DIAGNOSTIC UPPER ENDOSCOPY - CONTRAINDICATED
Diagnostic upper endoscopy is contraindicated for perforated viscus.
SEQUENTIAL OR PERIODIC DIAGNOSTIC UPPER ENDOSCOPY AND BIOPSY - GENERALLY INDICATED
Sequential or periodic diagnostic upper endoscopy and biopsy is generally indicated for periodic surveillance for proven Barretts esophagus, follow-up of selected ulcers or mucosal abnormality if it is likely to alter clinical management, follow-up for adequacy of prior sclerotherapy or other variceal treatment (e.g., banding, shunting), surveillance for gastric or duodenal polyps in the polyposis syndromes, or surveillance for rejection or other complications following intestinal transplantation.
SEQUENTIAL OR PERIODIC DIAGNOSTIC UPPER ENDOSCOPY - GENERALLY NOT INDICATED
Sequential or periodic diagnostic upper endoscopy is generally not indicated for surveillance of healed benign disease.
THERAPEUTIC UPPER ENDOSCOPY - GENERALLY INDICATED
Therapeutic upper endoscopy is generally indicated for removal of selected polypoid lesions, sclerotherapy or banding of esophageal varices during or following a bleeding episode; for dilation, placement of feeding tubes (percutaneous endoscopic gastrostomy, transpyloric), or treatment of persistent bleeding unresponsive to medical therapy; for removal of esophageal or sharp, foreign bodies, or objects retained in the stomach generally longer than two to four weeks or temporally related to symptoms (e.g., vomiting, pain); or for button batteries, either emergently, if the battery is lodged in the esophagus, or when the battery has not passed beyond the pylorus after an appropriate time.
THERAPEUTIC UPPER GI ENDOSCOPY - GENERALLY NOT INDICATED
Therapeutic upper GI endoscopy is generally not indicated for sclerotherapy or banding of esophageal varices prior to first documented variceal bleed.
DIAGNOSTIC COLONOSCOPY AND BIOPSY - GENERALLY INDICATED
Diagnostic colonoscopy and biopsy are generally indicated for unexplained iron deficiency anemia, evaluation of unexplained gastrointestinal bleeding such as melena of unknown origin or hematochezia; for clinical significant diarrhea of unexplained origin, evaluation of inflammation bowel disease, evaluation of an abnormality on radiographic imaging which is likely to be clinically significant (e.g., filling defect, stricture); for intraoperative identification of a lesion that it not apparent at surgery, evaluation of patients for sexually transmitted diseases or rectal trauma (sigmoidoscopy only), or to obtain ileal or colonic tissue for diagnosis.
DIAGNOSTIC COLONOSCOPY - GENERALLY NOT INDICATED
Diagnostic colonoscopy is generally not indicated for acute self-limited diarrhea.
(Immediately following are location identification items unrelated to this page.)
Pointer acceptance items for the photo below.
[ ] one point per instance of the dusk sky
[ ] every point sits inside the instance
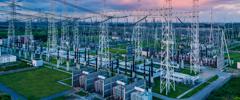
(223, 10)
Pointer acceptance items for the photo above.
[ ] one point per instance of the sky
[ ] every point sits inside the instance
(223, 10)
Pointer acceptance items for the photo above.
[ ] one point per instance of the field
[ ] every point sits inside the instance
(14, 66)
(230, 91)
(194, 91)
(180, 88)
(4, 96)
(36, 84)
(235, 57)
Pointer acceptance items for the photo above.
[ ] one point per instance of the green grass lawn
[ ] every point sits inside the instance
(187, 71)
(82, 93)
(194, 91)
(37, 83)
(237, 48)
(235, 57)
(18, 65)
(4, 96)
(180, 88)
(117, 51)
(230, 91)
(68, 81)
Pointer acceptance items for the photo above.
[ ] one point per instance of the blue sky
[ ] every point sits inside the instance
(223, 10)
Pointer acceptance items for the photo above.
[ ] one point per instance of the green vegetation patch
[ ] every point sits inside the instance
(37, 83)
(82, 93)
(4, 96)
(200, 87)
(187, 71)
(18, 65)
(68, 81)
(180, 88)
(235, 57)
(117, 51)
(230, 91)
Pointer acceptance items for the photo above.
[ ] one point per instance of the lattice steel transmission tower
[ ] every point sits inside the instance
(29, 43)
(52, 32)
(65, 37)
(11, 27)
(137, 41)
(195, 51)
(103, 50)
(167, 68)
(76, 38)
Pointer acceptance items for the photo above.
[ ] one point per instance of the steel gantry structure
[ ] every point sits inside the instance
(195, 45)
(167, 68)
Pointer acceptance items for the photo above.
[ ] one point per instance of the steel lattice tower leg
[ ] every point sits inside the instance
(167, 70)
(103, 51)
(195, 51)
(11, 28)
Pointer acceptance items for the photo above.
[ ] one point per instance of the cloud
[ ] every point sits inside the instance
(157, 3)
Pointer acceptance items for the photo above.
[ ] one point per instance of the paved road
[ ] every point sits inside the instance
(14, 95)
(162, 96)
(58, 95)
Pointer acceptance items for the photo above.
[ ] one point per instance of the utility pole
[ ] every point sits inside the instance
(11, 28)
(195, 45)
(166, 82)
(103, 50)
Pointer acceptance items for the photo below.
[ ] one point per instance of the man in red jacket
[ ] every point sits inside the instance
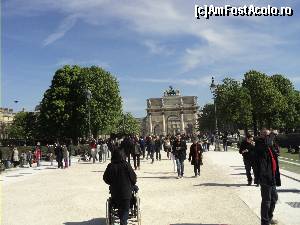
(195, 156)
(38, 154)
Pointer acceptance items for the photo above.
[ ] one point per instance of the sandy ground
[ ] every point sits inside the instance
(77, 196)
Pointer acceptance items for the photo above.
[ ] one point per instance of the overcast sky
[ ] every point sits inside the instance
(147, 44)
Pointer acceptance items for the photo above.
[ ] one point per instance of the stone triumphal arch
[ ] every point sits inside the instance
(171, 114)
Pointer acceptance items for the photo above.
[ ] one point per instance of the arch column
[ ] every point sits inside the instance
(150, 124)
(181, 122)
(164, 124)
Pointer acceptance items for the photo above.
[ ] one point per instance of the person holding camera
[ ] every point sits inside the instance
(179, 151)
(249, 158)
(269, 176)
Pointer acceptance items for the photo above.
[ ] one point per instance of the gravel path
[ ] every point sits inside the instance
(77, 196)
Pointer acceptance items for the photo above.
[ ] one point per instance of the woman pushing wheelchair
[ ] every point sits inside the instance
(121, 179)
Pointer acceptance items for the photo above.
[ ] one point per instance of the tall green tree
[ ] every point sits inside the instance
(267, 101)
(233, 105)
(288, 117)
(24, 126)
(65, 107)
(128, 125)
(206, 119)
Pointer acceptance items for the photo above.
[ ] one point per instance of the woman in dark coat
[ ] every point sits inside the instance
(195, 156)
(59, 155)
(121, 178)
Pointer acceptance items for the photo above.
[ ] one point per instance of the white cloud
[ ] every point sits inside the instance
(156, 48)
(63, 28)
(216, 40)
(201, 81)
(69, 61)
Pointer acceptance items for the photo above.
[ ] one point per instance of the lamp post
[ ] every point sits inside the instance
(213, 88)
(88, 97)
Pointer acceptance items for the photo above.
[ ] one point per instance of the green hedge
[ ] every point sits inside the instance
(6, 152)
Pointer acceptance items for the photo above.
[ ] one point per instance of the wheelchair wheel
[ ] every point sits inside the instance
(138, 209)
(109, 217)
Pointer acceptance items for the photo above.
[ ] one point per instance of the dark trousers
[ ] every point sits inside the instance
(60, 164)
(168, 150)
(123, 211)
(269, 198)
(158, 155)
(180, 166)
(128, 158)
(143, 152)
(249, 163)
(197, 168)
(136, 161)
(152, 156)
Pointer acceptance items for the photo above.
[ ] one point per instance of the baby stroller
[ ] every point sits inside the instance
(134, 210)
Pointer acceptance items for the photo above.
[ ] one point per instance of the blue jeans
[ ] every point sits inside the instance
(180, 166)
(225, 146)
(123, 211)
(269, 198)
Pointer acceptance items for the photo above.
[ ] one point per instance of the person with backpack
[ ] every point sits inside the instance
(121, 179)
(179, 151)
(249, 158)
(195, 156)
(136, 154)
(268, 175)
(158, 145)
(38, 154)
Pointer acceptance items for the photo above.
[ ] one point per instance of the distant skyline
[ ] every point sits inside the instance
(147, 45)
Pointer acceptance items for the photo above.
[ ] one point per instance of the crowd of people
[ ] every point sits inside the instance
(259, 154)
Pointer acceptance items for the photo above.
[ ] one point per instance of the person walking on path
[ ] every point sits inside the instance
(93, 150)
(70, 150)
(121, 179)
(136, 154)
(29, 158)
(38, 154)
(104, 151)
(151, 148)
(195, 156)
(143, 146)
(158, 145)
(269, 177)
(225, 141)
(179, 151)
(66, 156)
(59, 155)
(15, 156)
(127, 146)
(167, 146)
(248, 153)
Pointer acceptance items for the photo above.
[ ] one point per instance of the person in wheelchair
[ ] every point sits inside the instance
(121, 179)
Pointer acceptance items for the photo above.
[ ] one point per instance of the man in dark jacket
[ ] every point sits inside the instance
(195, 156)
(179, 151)
(158, 145)
(59, 155)
(128, 147)
(269, 177)
(121, 178)
(249, 158)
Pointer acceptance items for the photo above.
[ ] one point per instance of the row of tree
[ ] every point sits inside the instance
(65, 108)
(258, 101)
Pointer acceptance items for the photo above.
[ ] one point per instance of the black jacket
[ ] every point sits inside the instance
(179, 149)
(121, 178)
(250, 155)
(264, 164)
(194, 152)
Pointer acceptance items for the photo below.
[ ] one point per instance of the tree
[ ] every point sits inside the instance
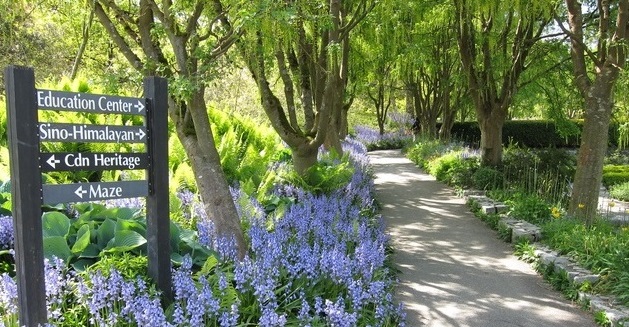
(430, 67)
(307, 42)
(597, 61)
(374, 58)
(29, 38)
(496, 42)
(182, 43)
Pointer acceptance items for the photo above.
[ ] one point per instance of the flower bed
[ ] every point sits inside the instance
(322, 262)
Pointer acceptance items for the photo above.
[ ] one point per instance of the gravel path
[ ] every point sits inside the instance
(454, 269)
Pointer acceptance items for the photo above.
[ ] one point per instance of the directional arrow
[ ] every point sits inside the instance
(141, 134)
(80, 191)
(52, 161)
(139, 106)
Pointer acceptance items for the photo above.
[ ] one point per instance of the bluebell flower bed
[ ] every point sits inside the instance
(323, 261)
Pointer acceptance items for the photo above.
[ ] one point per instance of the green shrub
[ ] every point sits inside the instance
(327, 175)
(546, 172)
(615, 174)
(487, 178)
(534, 133)
(620, 191)
(601, 247)
(98, 231)
(426, 150)
(529, 207)
(453, 169)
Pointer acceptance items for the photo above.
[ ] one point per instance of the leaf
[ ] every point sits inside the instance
(176, 258)
(91, 251)
(58, 247)
(175, 237)
(55, 224)
(125, 240)
(105, 232)
(117, 213)
(82, 264)
(82, 239)
(123, 224)
(209, 265)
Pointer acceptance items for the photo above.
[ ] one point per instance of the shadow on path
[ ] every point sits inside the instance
(454, 269)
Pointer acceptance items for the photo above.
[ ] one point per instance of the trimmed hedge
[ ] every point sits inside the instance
(528, 133)
(613, 174)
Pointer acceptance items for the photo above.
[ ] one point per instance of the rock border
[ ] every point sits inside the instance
(617, 315)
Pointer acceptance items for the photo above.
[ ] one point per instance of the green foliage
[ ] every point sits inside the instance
(601, 319)
(615, 174)
(487, 178)
(5, 201)
(602, 248)
(426, 150)
(525, 251)
(98, 232)
(623, 135)
(620, 191)
(617, 157)
(327, 175)
(545, 172)
(453, 169)
(529, 207)
(129, 265)
(532, 133)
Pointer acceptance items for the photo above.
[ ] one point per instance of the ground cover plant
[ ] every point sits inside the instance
(319, 258)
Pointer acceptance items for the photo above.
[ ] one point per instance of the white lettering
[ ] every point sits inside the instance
(47, 100)
(78, 160)
(105, 192)
(47, 133)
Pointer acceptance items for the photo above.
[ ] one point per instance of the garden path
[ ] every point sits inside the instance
(454, 269)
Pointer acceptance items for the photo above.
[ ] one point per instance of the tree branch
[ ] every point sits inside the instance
(122, 44)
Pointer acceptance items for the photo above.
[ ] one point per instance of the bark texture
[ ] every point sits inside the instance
(596, 87)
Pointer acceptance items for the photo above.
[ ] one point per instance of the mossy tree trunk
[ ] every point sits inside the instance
(596, 87)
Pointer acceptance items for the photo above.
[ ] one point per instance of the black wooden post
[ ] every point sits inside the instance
(157, 207)
(26, 194)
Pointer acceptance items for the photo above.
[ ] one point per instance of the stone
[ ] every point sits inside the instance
(518, 234)
(501, 208)
(586, 278)
(488, 209)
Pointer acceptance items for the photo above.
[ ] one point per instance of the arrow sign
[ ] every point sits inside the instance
(58, 161)
(139, 107)
(80, 191)
(52, 161)
(141, 134)
(85, 192)
(62, 132)
(87, 102)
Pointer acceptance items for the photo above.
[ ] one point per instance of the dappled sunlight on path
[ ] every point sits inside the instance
(454, 269)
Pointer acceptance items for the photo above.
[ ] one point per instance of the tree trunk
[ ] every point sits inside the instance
(344, 125)
(428, 126)
(491, 138)
(87, 25)
(594, 140)
(447, 122)
(304, 157)
(205, 162)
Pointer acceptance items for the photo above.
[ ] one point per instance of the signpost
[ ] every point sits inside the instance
(25, 133)
(92, 161)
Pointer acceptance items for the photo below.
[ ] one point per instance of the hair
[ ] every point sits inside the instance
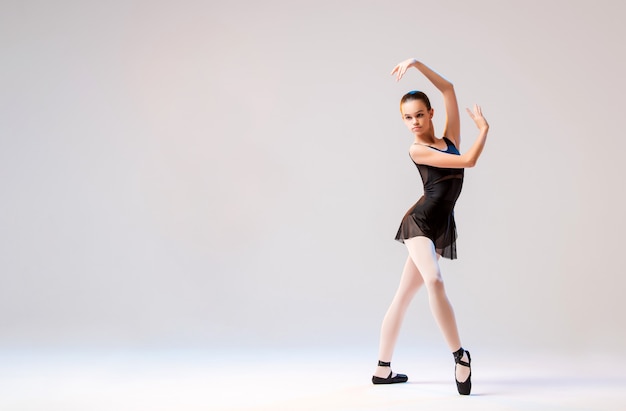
(415, 95)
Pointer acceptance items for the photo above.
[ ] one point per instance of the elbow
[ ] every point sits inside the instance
(469, 161)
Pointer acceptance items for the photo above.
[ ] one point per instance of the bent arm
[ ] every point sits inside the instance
(425, 155)
(452, 128)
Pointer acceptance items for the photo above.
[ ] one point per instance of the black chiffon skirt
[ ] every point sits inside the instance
(433, 219)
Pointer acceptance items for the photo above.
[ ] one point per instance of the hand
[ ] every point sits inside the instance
(401, 68)
(477, 116)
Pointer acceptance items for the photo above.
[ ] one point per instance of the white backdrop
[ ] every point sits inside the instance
(199, 173)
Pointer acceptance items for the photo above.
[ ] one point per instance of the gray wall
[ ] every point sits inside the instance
(203, 173)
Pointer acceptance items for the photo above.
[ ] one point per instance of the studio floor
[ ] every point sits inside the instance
(312, 379)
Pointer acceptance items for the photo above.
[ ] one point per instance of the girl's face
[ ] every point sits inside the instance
(416, 116)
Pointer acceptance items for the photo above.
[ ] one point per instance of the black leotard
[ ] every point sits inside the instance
(433, 214)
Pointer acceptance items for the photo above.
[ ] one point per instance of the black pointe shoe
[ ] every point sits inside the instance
(389, 380)
(464, 387)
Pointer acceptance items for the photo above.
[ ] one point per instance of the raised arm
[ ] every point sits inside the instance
(428, 156)
(452, 128)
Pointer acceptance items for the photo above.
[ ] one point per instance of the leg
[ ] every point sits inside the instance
(410, 283)
(422, 252)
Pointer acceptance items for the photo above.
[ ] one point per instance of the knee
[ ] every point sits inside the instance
(434, 284)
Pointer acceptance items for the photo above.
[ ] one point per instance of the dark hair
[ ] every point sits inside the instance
(415, 95)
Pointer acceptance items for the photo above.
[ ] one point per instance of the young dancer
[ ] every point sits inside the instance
(428, 229)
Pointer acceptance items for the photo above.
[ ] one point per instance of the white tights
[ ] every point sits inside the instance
(421, 268)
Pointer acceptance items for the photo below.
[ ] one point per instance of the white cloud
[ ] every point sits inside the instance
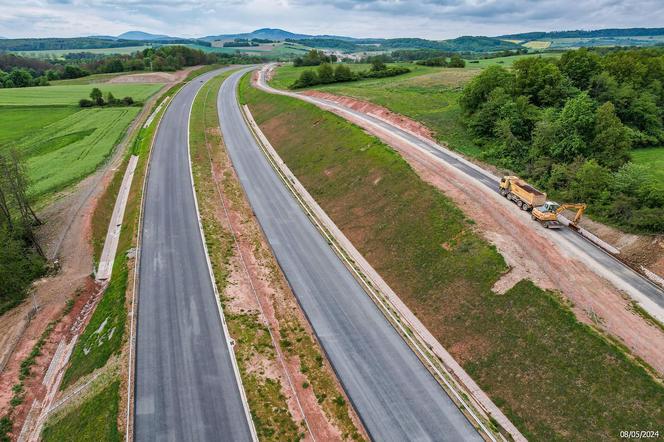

GI bleeding with demonstrated upper GI source, chronic, stable irritable bowel syndrome or chronic nonspecific abdominal pain unassociated with significant morbidity; or for constipation and encopresis or inflammatory bowel disease responding to therapy.
SEQUENTIAL OR PERIODIC DIAGNOSTIC COLONOSCOPY AND BIOPSY - GENERALLY INDICATED
Sequential or periodic diagnostic colonoscopy and biopsy are generally indicated for surveillance for dysplasia/malignancy, patients with increased risk of colonic malignancy (e.g., after ureterosigmoidostomy, polyposis syndromes), or surveillance for rejection or other complications following intestinal transplantation.
DIAGNOSTIC COLONOSCOPY - CONTRAINDICATED
Diagnostic colonoscopy is contraindicated for fulminant colitis/toxic megacolon, suspected perforated viscus, or recent intestinal resection.
THERAPEUTIC COLONOSCOPY - GENERALLY INDICATED
Therapeutic colonoscopy is generally indicated for polypectomy, dilation of stenotic lesions, treatment of bleeding vascular anomalies, ulcerations, or a polypectomy site, reduction of sigmoid volvulus, or removal of foreign body.